# Heat press settings for dye sub transfers



## BigD (Mar 18, 2007)

We have a Hottronix heat press and are pressing black dye sub transfers on 100% polyester soccer style shirts. We started with 400° at 17 seconds medium pressure. The black ink is on the light side and has like a green tint to it. We are using Artainium ink and using the ICC profiles that came with the ink. Looking at the used transfer paper, it does not even look like it has been used. Do we need to just increase the dwell time? If so, how long, what are the typical settings? Any help will be greatly appreciated!


----------



## plan b (Feb 21, 2007)

Hi, I sublimate at 400 degrees , light pressure,, for 55 seconds,, dont think your dwell time is long enough,,

R.


----------



## Reinbow (May 21, 2007)

Hi
I have to agree with Roger-your dwell times aren't long enough.Also, make sure the paper you are using is for fabric & not hard surfaces. I usually find between 35-45 sec's enough for polyester fabric-might be different for 'bought-in' shirts though!
Good luck!
Babs


----------



## Eastdsm (Mar 10, 2007)

Yes, longer dwell time. Also, I'd reduce the pressure a little. Lines are rampant with sublimation, as far as having a "box" appear on the shirt where the paper was. Lighter pressure will help this. I've reduced the pressure pretty light when doing shirts and had no reduction in the quality of the print. Especially doing soccer type shirts are I'm sure a thinner more "micro performance" type than the common vapor apparel shirts. 
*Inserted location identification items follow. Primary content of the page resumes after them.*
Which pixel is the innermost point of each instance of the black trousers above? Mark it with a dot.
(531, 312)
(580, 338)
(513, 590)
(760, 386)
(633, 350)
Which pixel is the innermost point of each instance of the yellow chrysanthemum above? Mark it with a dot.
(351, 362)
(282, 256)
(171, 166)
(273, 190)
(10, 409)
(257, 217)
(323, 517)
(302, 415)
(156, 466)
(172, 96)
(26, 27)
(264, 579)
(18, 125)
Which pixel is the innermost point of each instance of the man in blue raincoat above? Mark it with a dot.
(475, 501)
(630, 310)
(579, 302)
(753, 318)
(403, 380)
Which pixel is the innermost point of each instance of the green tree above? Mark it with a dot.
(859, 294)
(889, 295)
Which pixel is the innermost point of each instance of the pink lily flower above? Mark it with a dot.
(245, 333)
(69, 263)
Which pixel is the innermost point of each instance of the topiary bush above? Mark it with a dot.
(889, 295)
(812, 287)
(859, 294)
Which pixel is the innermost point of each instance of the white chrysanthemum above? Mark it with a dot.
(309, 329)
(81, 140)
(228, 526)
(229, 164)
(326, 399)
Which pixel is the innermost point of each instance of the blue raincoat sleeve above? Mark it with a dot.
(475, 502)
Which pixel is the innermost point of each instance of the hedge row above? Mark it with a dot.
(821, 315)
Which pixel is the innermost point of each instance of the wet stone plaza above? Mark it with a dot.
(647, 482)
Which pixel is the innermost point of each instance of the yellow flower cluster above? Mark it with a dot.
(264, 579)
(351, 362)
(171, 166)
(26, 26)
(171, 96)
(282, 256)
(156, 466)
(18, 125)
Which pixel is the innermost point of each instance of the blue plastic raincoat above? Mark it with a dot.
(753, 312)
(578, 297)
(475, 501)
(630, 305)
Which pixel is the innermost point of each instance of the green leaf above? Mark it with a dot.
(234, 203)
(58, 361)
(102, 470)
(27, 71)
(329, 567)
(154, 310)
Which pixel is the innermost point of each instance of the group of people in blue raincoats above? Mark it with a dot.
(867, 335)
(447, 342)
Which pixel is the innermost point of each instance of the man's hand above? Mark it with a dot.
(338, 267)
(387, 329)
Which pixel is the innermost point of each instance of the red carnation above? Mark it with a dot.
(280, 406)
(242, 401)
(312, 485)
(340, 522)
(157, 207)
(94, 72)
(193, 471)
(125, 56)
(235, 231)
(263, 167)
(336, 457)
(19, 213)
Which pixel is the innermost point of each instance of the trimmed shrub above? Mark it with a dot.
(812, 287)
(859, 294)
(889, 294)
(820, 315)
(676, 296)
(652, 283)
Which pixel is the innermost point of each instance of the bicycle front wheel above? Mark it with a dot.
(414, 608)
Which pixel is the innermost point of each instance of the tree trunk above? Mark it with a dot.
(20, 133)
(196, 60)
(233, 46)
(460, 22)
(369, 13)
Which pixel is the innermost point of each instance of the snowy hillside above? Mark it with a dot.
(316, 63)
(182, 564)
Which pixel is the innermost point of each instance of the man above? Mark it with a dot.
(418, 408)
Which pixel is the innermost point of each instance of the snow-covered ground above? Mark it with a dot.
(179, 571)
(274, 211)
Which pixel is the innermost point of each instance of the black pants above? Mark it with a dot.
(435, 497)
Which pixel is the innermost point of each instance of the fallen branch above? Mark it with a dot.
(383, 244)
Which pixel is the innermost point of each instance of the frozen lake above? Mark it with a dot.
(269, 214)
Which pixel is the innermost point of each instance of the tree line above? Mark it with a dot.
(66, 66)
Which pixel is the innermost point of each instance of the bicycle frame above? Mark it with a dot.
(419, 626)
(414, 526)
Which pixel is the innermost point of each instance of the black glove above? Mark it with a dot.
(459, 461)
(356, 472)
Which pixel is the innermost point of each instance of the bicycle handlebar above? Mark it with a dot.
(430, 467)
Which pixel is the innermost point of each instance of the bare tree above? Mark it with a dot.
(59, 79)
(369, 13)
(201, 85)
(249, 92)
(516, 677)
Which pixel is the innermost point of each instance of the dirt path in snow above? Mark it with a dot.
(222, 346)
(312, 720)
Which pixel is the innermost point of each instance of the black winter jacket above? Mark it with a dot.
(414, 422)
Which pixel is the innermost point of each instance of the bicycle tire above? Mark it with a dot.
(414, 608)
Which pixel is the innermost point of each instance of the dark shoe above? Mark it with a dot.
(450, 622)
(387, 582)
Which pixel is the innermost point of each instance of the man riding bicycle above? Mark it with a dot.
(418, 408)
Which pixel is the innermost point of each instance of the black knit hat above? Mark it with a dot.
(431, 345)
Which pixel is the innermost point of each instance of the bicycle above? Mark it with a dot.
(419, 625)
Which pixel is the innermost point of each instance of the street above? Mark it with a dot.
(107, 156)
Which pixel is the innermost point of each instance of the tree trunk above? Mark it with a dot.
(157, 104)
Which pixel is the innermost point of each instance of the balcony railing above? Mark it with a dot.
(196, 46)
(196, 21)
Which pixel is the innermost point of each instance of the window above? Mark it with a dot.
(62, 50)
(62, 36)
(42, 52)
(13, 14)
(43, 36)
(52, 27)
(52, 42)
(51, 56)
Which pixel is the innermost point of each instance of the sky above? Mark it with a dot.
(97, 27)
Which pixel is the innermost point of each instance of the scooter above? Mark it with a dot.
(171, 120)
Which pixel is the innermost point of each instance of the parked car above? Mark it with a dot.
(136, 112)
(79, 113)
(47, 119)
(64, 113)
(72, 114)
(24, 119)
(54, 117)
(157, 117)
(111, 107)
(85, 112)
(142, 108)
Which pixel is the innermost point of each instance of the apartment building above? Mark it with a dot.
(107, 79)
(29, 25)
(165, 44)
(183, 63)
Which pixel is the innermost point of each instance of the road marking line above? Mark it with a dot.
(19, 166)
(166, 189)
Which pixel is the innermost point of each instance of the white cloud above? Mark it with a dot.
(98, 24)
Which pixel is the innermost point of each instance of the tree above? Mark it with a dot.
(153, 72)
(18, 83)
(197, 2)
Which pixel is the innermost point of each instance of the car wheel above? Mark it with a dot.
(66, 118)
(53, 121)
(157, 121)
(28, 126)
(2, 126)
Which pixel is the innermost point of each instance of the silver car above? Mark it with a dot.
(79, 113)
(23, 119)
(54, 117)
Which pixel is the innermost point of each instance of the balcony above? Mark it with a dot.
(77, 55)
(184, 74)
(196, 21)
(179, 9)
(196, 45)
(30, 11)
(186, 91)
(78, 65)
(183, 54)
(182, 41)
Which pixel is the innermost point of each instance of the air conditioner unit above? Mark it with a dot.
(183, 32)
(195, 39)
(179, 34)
I have a heck of a time reducing the lines on Vapor Apparels micro performance shirts. Although they recommend 385* , preheating for 45 seconds with a large single sheet covering the whole heat press area, then only pressing the graphic for 30 seconds.


----------



## plan b (Feb 21, 2007)

Have you seen vapor's new press kit,, you can cut a perfect size of material to raise your print area ,, same as a mouse pad but in a wide roll so you can cut any size you like???

R.


----------



## BigD (Mar 18, 2007)

Thanks for the advice! We are experiencing the lines! We also are noticing that the color of the polyester is turning the transfer paper the color of the shirt. We were doing some red shirts and after presssing, the trasnsfer paper had a pink tint and you could see the perfect rectangle of the paper. We backed the pressure setting to 1 and the dwell back to 20 seconds then when it is done we remove the transfer and cover the shirt with the teflon sheet and press for another 12 seconds and it seems to reduce the lines and the miscoloration mismatch. Overall the results are pretty good. The other problem we are having is ghosting. Is the result of a short dwell time. Or could it be ghosting when I am trying to align the transfer on a hot shirt? How do you stop it from happening?


----------



## D.Evo. (Mar 31, 2006)

Yes, ghosting could be from aligning a transfer on a hot t-shirt. 

You don't have to pre-heat shirts before pressing (we never do) - try just placing your transfer on a cold shirt with Teflon sheet on top and press it. To stop the transfer from shifting you may want to use special adhesive spray or heavier Teflon sheet.

In my experience 20 sec. is not really enough for vibrant print - with the combination of pressure and temperature I’m using it's more like 45-60 sec. I also would reduce re-pressing time from 12 sec to 4-5 sec.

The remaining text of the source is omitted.